Garbrecht started to deny it, then shrugged wearily. There might be a way out, but denial certainly was not it.
“We, too, several of us, maybe more than several, could use a little information.” Seedorf’s voice had grown harder, and there was only an echo of jollity left in it, like the sound of laughter dying down a distant alley on a cold night. “We are not as large an organization at the moment as the Russians; we are not as well equipped for the time being, as the Americans … but we are even more … more …” He chuckled as he thought of the word … “Curious. And more ambitious.”
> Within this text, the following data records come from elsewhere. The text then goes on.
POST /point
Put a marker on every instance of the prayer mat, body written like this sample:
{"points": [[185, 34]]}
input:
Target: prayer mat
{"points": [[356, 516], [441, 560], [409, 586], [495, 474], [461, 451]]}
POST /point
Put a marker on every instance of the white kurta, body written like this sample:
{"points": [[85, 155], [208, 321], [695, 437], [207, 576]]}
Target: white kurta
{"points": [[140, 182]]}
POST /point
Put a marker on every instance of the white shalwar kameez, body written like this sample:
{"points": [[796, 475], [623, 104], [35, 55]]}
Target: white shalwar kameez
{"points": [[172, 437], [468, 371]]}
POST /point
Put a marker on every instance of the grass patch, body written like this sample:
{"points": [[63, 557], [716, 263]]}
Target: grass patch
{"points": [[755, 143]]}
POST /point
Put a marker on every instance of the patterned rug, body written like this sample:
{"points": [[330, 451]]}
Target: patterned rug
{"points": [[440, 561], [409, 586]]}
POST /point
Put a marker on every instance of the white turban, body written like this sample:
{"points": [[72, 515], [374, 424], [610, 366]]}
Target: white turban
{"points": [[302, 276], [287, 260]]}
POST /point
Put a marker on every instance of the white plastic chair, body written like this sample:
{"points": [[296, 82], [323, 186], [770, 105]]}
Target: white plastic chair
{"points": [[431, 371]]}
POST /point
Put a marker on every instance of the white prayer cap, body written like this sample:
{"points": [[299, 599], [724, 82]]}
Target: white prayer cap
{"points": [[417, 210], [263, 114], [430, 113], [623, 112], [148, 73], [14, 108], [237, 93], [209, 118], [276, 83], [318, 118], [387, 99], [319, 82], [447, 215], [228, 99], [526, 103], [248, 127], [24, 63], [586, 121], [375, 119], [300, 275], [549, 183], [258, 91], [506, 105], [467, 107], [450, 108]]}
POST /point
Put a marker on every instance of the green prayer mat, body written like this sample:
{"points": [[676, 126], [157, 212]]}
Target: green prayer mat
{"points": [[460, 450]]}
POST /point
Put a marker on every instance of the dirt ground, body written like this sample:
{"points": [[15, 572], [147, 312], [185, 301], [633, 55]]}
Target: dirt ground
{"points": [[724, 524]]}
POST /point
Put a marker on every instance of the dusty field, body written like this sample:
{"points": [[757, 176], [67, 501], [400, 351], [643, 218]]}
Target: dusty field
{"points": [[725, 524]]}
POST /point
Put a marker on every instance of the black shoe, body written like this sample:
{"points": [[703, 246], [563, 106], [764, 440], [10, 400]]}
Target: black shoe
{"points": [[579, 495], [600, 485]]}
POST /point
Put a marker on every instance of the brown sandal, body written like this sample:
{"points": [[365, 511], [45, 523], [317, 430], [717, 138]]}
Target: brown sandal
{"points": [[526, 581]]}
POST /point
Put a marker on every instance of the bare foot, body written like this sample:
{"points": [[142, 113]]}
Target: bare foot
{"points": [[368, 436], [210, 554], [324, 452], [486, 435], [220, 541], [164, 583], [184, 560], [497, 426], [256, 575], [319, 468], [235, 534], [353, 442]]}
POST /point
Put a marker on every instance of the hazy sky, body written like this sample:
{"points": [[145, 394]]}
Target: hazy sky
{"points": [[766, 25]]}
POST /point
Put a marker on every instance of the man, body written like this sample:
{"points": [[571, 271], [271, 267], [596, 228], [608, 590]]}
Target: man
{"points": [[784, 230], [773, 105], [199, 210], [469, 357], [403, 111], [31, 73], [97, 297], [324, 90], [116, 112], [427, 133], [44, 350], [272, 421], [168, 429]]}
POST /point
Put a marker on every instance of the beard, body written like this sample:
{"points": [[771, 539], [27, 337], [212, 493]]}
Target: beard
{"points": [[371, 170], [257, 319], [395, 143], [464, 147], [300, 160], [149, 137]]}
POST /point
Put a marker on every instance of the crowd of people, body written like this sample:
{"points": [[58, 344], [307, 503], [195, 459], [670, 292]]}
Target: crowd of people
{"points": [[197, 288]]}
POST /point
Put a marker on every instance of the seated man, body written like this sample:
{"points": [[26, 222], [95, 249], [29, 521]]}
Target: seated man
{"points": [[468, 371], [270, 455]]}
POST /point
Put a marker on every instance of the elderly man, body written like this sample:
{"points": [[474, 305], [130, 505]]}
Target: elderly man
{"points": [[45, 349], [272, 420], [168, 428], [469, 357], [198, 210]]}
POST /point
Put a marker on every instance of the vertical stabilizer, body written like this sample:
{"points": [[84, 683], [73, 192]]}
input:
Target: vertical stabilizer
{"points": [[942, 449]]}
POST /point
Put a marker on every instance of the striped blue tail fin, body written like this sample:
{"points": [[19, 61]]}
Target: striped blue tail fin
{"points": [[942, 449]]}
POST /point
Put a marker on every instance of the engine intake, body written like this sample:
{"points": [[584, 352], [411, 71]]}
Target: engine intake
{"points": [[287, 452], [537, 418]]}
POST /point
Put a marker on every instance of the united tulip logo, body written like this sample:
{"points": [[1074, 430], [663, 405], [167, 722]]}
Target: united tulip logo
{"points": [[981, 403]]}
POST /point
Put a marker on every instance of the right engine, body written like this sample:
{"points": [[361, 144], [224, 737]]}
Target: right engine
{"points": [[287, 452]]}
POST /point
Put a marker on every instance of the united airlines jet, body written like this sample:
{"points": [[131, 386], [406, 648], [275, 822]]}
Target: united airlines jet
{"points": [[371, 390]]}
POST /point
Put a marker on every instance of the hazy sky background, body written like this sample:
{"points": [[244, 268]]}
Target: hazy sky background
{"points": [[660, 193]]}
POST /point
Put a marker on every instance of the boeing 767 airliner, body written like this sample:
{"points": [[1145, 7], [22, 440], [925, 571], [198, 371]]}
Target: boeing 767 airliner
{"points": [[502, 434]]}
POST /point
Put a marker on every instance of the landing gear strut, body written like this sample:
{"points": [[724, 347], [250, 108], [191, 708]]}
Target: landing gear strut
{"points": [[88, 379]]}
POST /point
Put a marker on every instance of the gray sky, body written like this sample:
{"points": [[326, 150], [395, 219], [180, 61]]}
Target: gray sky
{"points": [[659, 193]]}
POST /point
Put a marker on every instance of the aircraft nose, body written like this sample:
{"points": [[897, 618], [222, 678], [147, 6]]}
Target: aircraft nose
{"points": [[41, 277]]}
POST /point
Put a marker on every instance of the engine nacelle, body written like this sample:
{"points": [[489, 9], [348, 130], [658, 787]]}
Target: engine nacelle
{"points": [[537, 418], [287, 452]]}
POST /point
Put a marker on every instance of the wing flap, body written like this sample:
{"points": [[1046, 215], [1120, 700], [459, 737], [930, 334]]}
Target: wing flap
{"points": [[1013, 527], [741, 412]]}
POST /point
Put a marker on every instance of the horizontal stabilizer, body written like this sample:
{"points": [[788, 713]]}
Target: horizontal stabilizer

There was silence in the room. Garbrecht stared heavily at the pale, fat head outlined against the broken mirror with its insane, multiplied reflections. If he were alone, Garbrecht knew he would bend his head and weep, as he did so often, without apparent reason, these days.
“Why don’t you stop?” he asked heavily. “What’s the sense? How many times do you have to be beaten?”
Seedorf grinned. “One more time, at least,” he said. “Is that a good answer?”
“I won’t do it,” Garbrecht said. “I’ll give the whole thing up. I don’t want to get involved any more.”
“I beg your pardon,” said Seedorf happily, “you will give up nothing. It is terrible for me to talk to a man who gave his arm for the Fatherland this way,” he said with a kind of glittering facsimile of pity, “but I am afraid the Russians would be told your correct name and Party position from 1934 on, and they would be told of your affiliations with the Americans, and they would be told of your job as adjutant to the commanding officer of Maidanek concentration camp in the winter of 1944, when several thousand people died by orders with your name on them.…”
Seedorf drummed his heels softly and cheerfully against the desk. “They have just really begun on their war trials … and these new ones will not run ten months, Lieutenant. I beg your pardon for talking this way, and I promise you from now on, we will not mention any of these matters again.” He jumped up and came across the room in his swift, round walk. “I know how you feel,” he said softly. “Often, I feel the same way. Quit. Quit now, once and for all. But it is not possible to quit. In a little while you will see that and you will be very grateful.”
“What is it?” Garbrecht said. “What is it that you want me to do?”
“Just a little thing,” Seedorf said. “Nothing at all, really. Merely report here every week and tell me what you have told the Russians and the Americans and what they have told you. Fifteen minutes a week. That’s all there is to it.”